Based on rough calculations, Lukács estimates WestJet can avoid paying roughly $75,000 per cancelled flight at the low end — and as much as $200,000 when delays exceed nine hours.

He wants the CTA to send a strong message. “Certainly a good start would be looking at each passenger who was provided false information,” said Lukács. “And fining the airline $25,000 per passenger for each lie that they have said.”
Regulator launches investigation
The CTA declined an interview, citing an active enforcement investigation launched after Go Public’s earlier reporting on aircraft swaps.
“The CTA takes allegations of tariff breaches seriously,” a spokesperson wrote in a statement.
The regulator did not say whether the additional 34 cases raise further concern.
Passengers say WestJet withheld key details
Vanderwilk and several other passengers say they challenged WestJet’s explanation and asked for specifics — including what maintenance issue caused their flight to be cancelled and when it was first identified.
They say the airline refused to provide answers.
Lin, the lawyer, says that could fall short of legal requirements.
“Just providing a label, ‘unplanned maintenance’, is not sufficient,” said Lin.

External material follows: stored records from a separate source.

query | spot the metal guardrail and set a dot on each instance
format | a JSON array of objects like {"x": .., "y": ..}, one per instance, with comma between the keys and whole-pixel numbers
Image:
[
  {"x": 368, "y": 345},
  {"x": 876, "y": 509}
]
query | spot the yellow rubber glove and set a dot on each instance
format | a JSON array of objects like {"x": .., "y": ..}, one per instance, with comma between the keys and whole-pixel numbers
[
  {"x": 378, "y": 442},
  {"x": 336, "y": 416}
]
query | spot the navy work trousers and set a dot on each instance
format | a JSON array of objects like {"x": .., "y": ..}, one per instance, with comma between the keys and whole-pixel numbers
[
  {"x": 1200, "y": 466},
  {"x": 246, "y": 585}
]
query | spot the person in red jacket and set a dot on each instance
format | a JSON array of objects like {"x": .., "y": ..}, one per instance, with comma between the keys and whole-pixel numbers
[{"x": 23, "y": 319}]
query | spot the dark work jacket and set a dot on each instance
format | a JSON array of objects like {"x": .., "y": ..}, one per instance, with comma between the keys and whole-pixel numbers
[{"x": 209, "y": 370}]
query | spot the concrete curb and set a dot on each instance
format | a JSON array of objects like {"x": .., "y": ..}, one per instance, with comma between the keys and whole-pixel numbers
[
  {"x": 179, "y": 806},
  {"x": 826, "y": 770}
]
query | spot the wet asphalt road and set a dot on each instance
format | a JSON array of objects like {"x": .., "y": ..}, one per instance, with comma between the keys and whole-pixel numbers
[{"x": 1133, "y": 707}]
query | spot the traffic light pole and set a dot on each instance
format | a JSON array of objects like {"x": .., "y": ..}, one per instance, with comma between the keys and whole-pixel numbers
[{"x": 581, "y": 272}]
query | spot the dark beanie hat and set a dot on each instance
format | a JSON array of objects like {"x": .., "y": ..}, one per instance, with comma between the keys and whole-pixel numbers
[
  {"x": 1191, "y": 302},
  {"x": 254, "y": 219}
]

He points to a CTA decision that requires airlines to give passengers enough information to understand the cause of a disruption, evaluate whether to challenge it and reconcile any discrepancies between initial explanations and later claims.
Off to small claims court
In his final exchange with WestJet, Vanderwilk presented flight data and asked how a plane could be swapped in and his flight cancelled in the exact same minute.
He says the airline never addressed his question.
“It’s all very frustrating,” he said. “There was just, ‘We consider this case closed, we’re no longer looking into it.'”
Now, he’s preparing to take the airline to small claims court.
“They’re not acting in good faith,” said Vanderwilk. “They should be just doing what is expected of them as a national carrier.”